I'll just save this as answer and make another question
Mysticial about 12 years

Ah ok, I was going to ask to clarify what you mean by "iterations matter". But I'll wait for your new question.
Daniel Fischer about 12 years

"Thus, when m/2 < n < m, you only need to calculate (m/2)! * (-2)^(n-m/2-1) (mod m)" You can do better then. By Wilson's theorem, (m-1)! ≡ -1 (mod m) if m is prime. Now (m-1)! = n! * (m - (m-n-1)) * ... * (m - 1) ≡ (-1)^(m-n-1) * n! * (m-n-1)! (mod m), so n! ≡ (-1)^(m-n) * ((m-n-1)!)^(-1) (mod m). So you need to calculate (m-n-1)! mod m, find its modular inverse (O(log m) steps), and adjust the sign if necessary. Not much difference when n is close to m/2, but nice when n > 3m/4 or so.
BlueRaja - Danny Pflughoeft about 12 years

@DanielFischer: Thanks! I've included that in the answer.
ohad over 9 years

The algorithm of "substituting many points into one polynomial" is described also in the well known book "introduction to algorithms" by H. Cormen and others (in the FFT chapter).
Douglas Zare about 9 years

This is not helpful.
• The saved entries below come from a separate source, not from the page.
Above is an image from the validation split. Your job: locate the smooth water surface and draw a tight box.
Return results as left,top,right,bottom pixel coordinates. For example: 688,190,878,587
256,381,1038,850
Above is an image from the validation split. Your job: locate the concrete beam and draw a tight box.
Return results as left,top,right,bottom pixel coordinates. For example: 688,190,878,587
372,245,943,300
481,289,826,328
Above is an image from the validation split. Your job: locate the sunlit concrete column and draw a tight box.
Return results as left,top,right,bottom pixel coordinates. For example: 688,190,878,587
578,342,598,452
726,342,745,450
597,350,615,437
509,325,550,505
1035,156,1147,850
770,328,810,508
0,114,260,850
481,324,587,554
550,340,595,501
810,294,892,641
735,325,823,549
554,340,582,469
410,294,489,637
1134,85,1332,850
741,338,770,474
BlueRaja-Danny-Pflughoeft already mentioned Wilson's theorem, and it doesn't do much because you can't count on needing just (m-1)!, or (m-k)! for small k, which his answer covered but yours didn't.
Bogdan Alexandru about 9 years

Computing n! for very large n is not only slow, but quite impossible because the numbers get so large you can't address them any more.
Mercado over 7 years

It's exactly the same as the naive algorithm implemented as a recursive function.
Robin Houston over 6 years

This is a much better answer than the accepted answer.
Spencer about 2 years

I cam3 to this question wondering about the specific case where m=4k+1 and n=2k, k possibly VERY large.